Suriye'nin geleceği ile ilgili uluslararası toplantıya katılmak üzere Suudi Arabistan'a giden Dışişleri Bakanı Hakan Fidan, Arap ülkeleriyle yapılan toplantıda, "Suriye'nin toprak bütünlüğü ve birliğinin korunması ana odağımız olmaya devam etmelidir. Eğer SDG (Suriye Demokratik Güçleri) merkezi yönetimle bütünleşme çabalarında samimiyse, feshedildiğini açıklamalıdır. Terör örgütü, Fırat'ın doğusundaki Arap çoğunluk için ciddi bir tehdit oluşturmaya ve Suriye halkının en çok ihtiyaç duyduğu doğal kaynakları yağmalamaya devam etmektedir" dedi.

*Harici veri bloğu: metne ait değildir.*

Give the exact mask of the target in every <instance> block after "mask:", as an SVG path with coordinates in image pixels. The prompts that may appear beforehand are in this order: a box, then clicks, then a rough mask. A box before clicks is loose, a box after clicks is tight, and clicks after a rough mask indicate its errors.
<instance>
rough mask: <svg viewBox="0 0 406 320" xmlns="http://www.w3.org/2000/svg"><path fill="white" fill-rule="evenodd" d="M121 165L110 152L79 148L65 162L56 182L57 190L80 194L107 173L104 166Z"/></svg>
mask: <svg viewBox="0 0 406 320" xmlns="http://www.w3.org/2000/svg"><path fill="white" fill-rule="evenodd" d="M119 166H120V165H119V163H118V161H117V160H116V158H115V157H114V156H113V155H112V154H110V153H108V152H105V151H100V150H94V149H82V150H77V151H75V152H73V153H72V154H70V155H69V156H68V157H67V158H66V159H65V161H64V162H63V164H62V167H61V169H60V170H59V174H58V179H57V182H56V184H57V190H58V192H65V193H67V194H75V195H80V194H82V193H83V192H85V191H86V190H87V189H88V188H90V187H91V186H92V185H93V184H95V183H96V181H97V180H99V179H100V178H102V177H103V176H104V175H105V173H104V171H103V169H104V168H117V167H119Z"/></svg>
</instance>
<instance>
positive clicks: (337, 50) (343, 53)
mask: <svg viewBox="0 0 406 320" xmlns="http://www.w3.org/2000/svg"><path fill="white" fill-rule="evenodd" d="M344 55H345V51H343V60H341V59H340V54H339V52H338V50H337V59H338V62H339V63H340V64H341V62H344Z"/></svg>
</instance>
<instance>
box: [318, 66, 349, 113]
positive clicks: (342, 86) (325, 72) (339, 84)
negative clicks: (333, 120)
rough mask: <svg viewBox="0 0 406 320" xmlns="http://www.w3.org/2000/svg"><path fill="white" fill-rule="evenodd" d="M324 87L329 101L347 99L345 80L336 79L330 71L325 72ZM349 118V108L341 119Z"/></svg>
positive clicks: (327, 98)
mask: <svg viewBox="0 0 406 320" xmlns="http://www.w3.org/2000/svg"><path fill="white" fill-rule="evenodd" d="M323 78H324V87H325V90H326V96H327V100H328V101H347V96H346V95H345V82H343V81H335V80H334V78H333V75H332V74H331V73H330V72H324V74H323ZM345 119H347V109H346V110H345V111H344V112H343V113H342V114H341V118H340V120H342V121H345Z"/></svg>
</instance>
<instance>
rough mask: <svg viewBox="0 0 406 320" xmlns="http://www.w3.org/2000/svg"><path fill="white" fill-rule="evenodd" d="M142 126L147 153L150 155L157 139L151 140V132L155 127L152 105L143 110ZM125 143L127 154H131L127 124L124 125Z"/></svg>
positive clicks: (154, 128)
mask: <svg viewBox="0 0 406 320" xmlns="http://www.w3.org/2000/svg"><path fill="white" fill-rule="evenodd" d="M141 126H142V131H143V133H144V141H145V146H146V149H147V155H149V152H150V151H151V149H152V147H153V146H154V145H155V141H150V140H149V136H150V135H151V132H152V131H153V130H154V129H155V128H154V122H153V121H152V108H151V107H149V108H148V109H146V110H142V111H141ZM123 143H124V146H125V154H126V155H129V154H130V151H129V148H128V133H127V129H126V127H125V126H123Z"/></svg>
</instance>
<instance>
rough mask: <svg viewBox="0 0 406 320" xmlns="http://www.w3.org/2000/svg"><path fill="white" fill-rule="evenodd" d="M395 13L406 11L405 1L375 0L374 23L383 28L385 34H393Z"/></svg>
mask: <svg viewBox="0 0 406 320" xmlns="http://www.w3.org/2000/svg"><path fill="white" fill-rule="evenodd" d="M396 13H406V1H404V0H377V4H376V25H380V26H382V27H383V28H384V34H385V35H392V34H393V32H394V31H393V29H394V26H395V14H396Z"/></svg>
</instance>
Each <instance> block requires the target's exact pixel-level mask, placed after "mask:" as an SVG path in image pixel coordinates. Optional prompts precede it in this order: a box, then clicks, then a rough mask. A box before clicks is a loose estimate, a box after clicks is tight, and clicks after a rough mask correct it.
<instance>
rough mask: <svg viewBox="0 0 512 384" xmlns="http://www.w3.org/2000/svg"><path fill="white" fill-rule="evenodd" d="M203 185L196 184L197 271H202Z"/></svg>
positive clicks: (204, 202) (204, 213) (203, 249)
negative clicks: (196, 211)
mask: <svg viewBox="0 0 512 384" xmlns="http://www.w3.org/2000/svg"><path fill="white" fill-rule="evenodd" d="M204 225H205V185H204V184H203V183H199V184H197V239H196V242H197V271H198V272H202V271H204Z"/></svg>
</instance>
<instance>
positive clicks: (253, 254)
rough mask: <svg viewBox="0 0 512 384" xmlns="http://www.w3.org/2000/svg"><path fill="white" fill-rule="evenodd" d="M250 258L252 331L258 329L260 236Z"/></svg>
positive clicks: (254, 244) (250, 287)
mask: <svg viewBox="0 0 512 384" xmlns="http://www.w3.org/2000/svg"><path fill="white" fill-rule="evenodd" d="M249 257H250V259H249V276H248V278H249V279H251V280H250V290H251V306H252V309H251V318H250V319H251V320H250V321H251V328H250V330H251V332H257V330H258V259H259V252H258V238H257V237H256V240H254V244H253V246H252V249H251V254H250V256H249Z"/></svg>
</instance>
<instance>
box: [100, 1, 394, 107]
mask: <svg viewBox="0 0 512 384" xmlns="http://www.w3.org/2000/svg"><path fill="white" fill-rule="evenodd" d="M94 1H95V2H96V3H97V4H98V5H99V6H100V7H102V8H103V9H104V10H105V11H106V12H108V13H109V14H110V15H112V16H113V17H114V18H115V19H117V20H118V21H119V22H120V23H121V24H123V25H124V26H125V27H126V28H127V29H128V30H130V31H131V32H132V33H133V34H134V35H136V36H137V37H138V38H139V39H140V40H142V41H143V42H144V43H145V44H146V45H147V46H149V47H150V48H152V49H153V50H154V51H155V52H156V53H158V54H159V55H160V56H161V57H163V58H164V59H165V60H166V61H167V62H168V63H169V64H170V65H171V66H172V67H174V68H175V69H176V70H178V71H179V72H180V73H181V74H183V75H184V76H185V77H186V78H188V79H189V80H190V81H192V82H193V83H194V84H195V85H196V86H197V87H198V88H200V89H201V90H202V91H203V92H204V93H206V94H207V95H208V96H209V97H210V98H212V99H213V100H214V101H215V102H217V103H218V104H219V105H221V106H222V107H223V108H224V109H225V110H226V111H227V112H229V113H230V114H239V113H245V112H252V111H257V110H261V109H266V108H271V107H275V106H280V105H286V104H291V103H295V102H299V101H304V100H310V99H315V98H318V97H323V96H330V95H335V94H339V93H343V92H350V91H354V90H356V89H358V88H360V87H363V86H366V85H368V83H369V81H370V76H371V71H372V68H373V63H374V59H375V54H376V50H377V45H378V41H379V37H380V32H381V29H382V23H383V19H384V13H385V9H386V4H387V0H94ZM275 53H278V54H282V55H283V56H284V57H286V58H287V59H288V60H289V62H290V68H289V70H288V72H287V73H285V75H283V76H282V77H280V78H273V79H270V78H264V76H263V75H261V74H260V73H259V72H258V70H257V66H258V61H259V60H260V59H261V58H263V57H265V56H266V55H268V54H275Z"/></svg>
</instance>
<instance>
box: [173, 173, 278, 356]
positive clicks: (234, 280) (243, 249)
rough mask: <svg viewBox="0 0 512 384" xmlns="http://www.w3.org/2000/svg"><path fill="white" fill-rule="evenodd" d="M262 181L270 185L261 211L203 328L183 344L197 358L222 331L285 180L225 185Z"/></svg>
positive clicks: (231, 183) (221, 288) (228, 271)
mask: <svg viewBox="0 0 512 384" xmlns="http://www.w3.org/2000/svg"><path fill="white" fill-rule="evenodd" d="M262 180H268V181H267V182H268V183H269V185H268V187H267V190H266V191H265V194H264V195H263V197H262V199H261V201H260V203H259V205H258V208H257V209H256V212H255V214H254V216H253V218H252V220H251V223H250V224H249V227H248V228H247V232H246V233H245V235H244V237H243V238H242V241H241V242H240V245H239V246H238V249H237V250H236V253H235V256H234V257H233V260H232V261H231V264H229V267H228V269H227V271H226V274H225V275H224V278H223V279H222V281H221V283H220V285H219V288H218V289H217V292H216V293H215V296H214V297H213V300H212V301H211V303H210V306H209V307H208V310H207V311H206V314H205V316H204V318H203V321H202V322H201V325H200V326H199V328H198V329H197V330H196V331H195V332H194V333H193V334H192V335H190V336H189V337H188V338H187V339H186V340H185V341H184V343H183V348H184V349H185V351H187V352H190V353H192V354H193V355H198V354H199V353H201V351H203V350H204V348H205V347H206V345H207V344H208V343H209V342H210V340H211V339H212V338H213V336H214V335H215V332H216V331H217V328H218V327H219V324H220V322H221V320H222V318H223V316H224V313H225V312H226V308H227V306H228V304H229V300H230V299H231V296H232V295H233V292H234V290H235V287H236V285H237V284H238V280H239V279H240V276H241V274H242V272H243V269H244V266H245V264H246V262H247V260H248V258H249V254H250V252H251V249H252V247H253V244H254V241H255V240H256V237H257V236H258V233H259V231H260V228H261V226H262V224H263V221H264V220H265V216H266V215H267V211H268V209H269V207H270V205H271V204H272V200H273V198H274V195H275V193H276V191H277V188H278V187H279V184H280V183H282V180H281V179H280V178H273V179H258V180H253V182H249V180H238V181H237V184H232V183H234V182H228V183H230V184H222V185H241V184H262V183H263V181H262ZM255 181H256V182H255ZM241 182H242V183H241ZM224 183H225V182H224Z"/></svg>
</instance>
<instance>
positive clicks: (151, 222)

Riyad'ta Suudi Arabistan Dışişleri Bakanı Prens Faysal bin Ferhan Al-Suud tarafından karşılanan Fidan, toplantı öncesinde pek çok mevkidaşıyla bir araya geldi. Söz konusu toplantıya katılanlar arasında Suriye Dışişleri Bakanı Esaad Şeybani, Irak Dışişleri Bakanı Fuad Hüseyin ve Ürdün Dışişleri Bakanı Ayman Safadi de bulunuyor. Hakan Fidan'ın Arap ülkelerinden gelen mevkidaşları ile görüşmelerinin ardından Batı dünyasından üst düzey temsilcilerle de bir araya geleceği belirtildi. Zirveye ABD üst düzey temsilcisinin yanı sıra, Avrupa Birliği (AB) Dış İlişkiler ve Güvenlik Politikası Yüksek Temsilcisi Kaja Kallas ve BM Suriye Özel Temsilcisi Geir Pedersen'in de katılacağı duyuruldu.
Türk Dışişleri'nin üst düzey yetkililerinden edinilen bilgiye göre Bakan Fidan, Arap ülkeleriyle yapılan toplantıda, "Suriye'deki yeni yönetimin IŞİD ile etkin bir şekilde mücadele etme kapasitesini güçlendirmek için birlikte çalışabiliriz. Türkiye olarak, Suriye halkının önündeki zorlu yolu kolaylaştırmak için üzerimize düşeni yapmaya hazırız" ifadelerini kullandı.
Fidan'dan "Suriye'de normalleşme işaretleri"ne vurgu
"Suriyeli kardeşimiz Şeybani'nin masada bizimle birlikte olması bir dönüm noktası ve tarihi bir andır. Bölge ülkeleri olarak Suriye'deki gelişmelerin doğru yöne yönlendirilmesinde en büyük sorumluluğu taşıyoruz. Suriye'nin toprak bütünlüğü, birliği ve egemenliği, tüm çabalarımızı üzerine inşa ettiğimiz temel ilkeler olmaya devam etmektedir" diyen Hakan Fidan, sözlerine şöyle devam etti: "Ülkedeki normalleşme işaretleri her geçen gün güçleniyor. Bu kritik dönemde, uluslararası toplumun beklentileri ile Suriye'deki yeni yönetimin karşılaştığı gerçekler arasında dikkatli bir denge kurarak dengeleyici bir güç olarak hareket etmeliyiz. Çabalarımızı daha etkin kılmak için bir eş güdüm mekanizması ya da komiteler oluşturabiliriz. Önümüzdeki dönemde yaptırımlardan daha fazla muafiyet sağlamak için öncelikli sektörleri belirlemeliyiz. Toprak bütünlüğünün ve birliğin korunması ana odağımız olmaya devam etmelidir."